Soil Carbon Pools in Dryland Agroecosystems as Affected by Several Years of Drought

No-till and increased cropping intensity (CI) can increase yield and soil organic C (SOC) in the US Great Plains compared with traditional wheat (Triticum aestivum L.)-fallow management. However, gains in SOC and other C pools may not be permanent. Increasing frequency of drought may reduce C inputs and potentially reverse gains accrued during wetter periods. This study examined the effect of drought on the persistence of SOC with two objectives: (i) to determine soil C pools (0-20 cm) after 24 yr in no-till as influenced by potential evapotranspiration (PET), landscape position (slope), and CI; and (ii) to compare the size of the C pools after the first 12 yr (wet) versus the subsequent 12 yr, notable for frequent droughts. Rotations were wheat-corn (Zea mays L.)-fallow (WCF), continuous cropping (CC), and a grass Conservation Reserve Program mixture planted across slopes at three sites in Colorado with similar precipitation but increasing PET. After 24 yr, water-soluble organic C increased with CI from WCF to CC to grass with 250, 340, and 440 kg C ha(-1), respectively.

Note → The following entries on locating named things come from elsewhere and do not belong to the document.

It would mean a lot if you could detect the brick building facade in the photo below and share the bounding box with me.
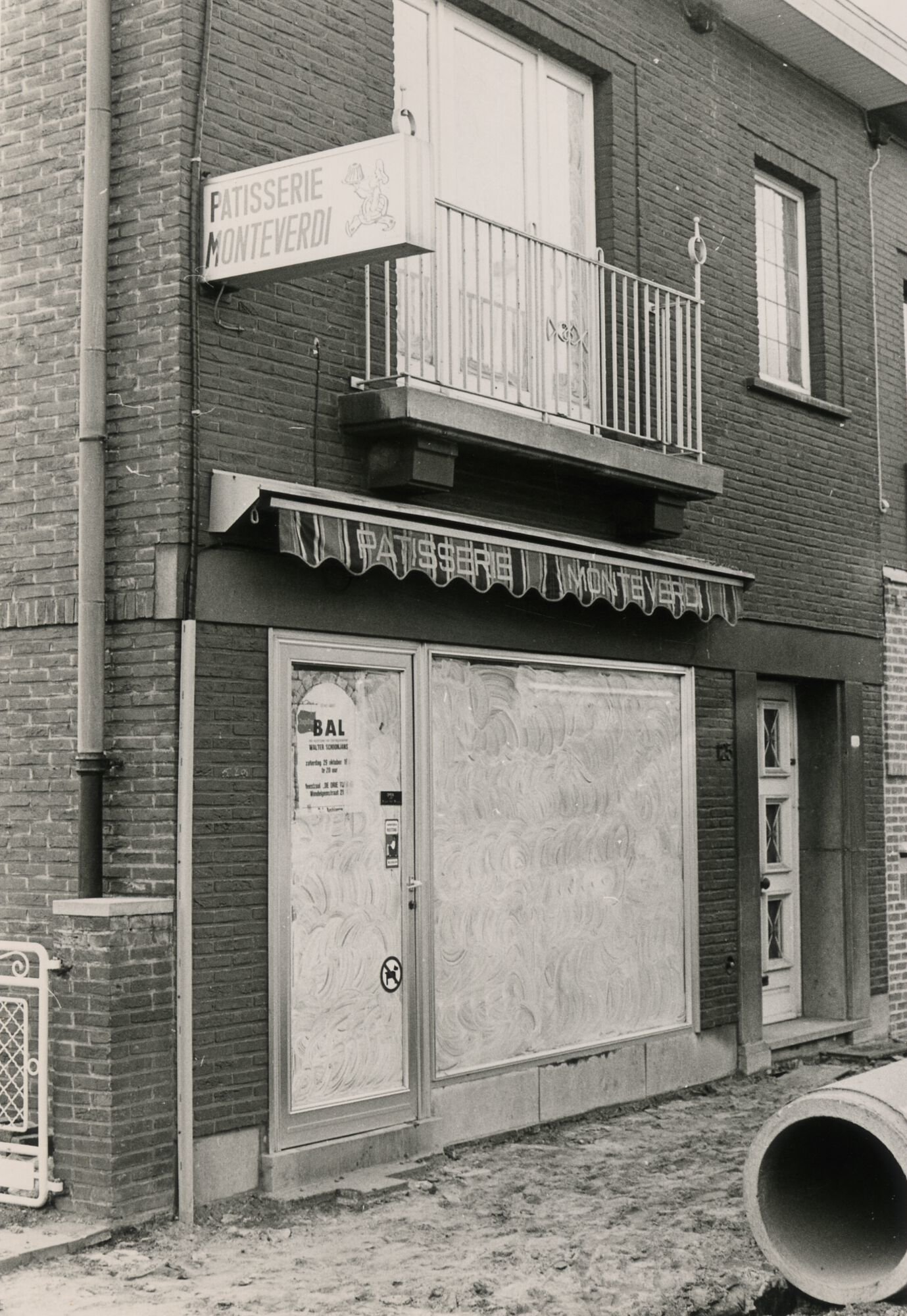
[0,0,907,1215]
[873,117,907,1037]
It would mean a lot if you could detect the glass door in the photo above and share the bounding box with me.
[271,637,417,1148]
[395,0,598,420]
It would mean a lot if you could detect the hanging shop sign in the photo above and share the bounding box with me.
[279,507,743,625]
[201,133,435,286]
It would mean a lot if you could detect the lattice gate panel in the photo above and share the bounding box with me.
[0,941,62,1207]
[0,996,30,1133]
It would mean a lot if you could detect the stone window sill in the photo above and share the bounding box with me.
[747,375,852,420]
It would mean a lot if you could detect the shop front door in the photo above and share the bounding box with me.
[271,636,418,1148]
[758,683,802,1024]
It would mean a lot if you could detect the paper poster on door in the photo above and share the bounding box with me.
[384,819,400,869]
[296,682,356,812]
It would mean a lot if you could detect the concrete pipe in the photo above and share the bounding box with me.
[743,1061,907,1305]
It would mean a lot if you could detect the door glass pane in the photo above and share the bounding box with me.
[291,663,405,1111]
[431,658,686,1074]
[541,75,589,253]
[762,708,781,769]
[765,800,782,863]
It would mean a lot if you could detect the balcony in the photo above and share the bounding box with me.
[341,203,722,536]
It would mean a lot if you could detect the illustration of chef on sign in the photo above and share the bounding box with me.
[343,161,397,237]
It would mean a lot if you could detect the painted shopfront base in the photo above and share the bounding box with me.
[196,1025,737,1203]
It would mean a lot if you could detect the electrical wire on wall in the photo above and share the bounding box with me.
[183,0,214,620]
[312,338,321,484]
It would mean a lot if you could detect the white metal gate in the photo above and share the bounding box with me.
[0,941,62,1207]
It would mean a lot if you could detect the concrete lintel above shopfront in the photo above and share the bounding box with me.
[339,386,723,533]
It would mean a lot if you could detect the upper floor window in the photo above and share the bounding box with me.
[756,174,810,393]
[395,0,595,254]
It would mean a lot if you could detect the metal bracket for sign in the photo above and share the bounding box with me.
[0,941,63,1207]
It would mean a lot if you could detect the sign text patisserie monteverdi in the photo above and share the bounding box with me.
[201,133,434,286]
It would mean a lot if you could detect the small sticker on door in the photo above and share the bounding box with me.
[384,819,400,869]
[381,955,404,992]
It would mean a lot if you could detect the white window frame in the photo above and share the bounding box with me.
[416,644,700,1090]
[395,0,597,255]
[754,170,811,395]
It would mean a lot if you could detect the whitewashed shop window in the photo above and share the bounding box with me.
[395,0,595,415]
[431,654,695,1076]
[756,174,810,393]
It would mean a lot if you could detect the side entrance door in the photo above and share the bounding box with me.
[758,683,802,1024]
[271,634,417,1148]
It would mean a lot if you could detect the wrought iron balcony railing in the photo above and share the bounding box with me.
[363,201,702,461]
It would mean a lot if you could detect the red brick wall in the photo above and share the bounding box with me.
[187,625,268,1137]
[50,915,176,1220]
[191,0,881,634]
[0,626,78,944]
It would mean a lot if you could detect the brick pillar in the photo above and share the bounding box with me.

Soil microbial biomass C also increased with CI-1500, 1660, and 2135 kg C ha(-1) for WCF, CC, and grass, respectively. The particulate organic matter C pool had a three-way interaction with PET, slope, and CI. Overall, between Years 12 and 24, SOC increased in grass by 16.9%, with a rate of 425 kg C ha(-1) yr(-1) sequestration compared with 10.5 and 1.4% for the WCF and CC systems, respectively.